Traditionally, a tough cut of beef – most often rump – was studded with lardons to impart extra fat and flavour before being braised in a combination of the region’s signature red wine – Burgundy – and a deeply flavoured beef stock. A bouquet garni imparted extra flavour, and champignons and pearl onions were added at the end of long and languid cooking. Over time, the recipe evolved from honest peasant fare to haute cuisine, and Auguste Escoffier’s 1903 recipe became the standard-bearer, although Escoffier used a whole piece of beef rather than smaller cubes. Much later, Julia Child brought boeuf Bourguignon to the notice of a whole new generation of cooks.
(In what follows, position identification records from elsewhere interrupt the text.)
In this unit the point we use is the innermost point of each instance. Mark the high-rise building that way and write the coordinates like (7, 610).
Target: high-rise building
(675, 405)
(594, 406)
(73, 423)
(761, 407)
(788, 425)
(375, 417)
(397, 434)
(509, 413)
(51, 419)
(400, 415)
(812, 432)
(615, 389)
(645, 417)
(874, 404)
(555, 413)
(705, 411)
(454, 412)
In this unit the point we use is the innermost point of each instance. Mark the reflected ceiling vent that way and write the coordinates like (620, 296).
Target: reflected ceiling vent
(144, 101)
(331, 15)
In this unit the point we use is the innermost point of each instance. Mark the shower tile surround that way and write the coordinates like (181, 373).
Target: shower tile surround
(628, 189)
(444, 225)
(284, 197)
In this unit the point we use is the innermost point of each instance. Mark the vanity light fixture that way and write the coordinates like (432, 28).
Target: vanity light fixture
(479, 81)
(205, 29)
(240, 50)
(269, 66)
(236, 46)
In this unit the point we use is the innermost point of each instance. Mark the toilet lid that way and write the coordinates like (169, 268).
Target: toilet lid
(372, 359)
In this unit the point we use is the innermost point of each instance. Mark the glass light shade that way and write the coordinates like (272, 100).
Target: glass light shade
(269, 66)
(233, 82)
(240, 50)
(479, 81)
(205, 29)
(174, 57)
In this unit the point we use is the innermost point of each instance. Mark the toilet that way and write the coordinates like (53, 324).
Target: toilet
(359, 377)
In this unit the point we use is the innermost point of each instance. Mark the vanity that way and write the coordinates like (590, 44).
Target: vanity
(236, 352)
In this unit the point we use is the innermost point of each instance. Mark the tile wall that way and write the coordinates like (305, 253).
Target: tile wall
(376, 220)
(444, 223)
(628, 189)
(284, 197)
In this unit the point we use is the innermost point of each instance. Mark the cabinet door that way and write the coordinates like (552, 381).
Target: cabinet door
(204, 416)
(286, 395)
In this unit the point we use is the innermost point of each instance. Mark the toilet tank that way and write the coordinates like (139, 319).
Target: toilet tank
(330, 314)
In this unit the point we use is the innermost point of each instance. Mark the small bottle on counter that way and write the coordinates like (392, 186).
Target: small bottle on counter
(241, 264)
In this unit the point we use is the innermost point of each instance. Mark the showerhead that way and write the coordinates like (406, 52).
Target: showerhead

Changes in cooking equipment and available ingredients have brought about subtle changes to the recipe since Escoffier’s version was published all those years ago, although for the most part it has remained safe from new-age tweaking. Today’s cuts of meat have sufficient marbling to render the larding technique unnecessary, but boeuf Bourguignon simply wouldn’t be the same without smoky bacon or speck, so these days it’s included as a separate component. As to the meat itself, traditionally rump is used, and historically this would have come from the Charolais cattle for which Burgundy is famed. Other secondary cuts such as shin, however, would also work beautifully. One ingredient that is strictly non-negotiable if you value authenticity is the wine: it must be a Burgundy, preferably of a quality you’d happily quaff.
Like many long-cooked dishes, boeuf Bourguignon is even better the next day, so plan ahead a little and give it some time in the refrigerator. Alternatively, make a double batch and enjoy some straight away and the remainder a day or two later. You’ll be glad you did.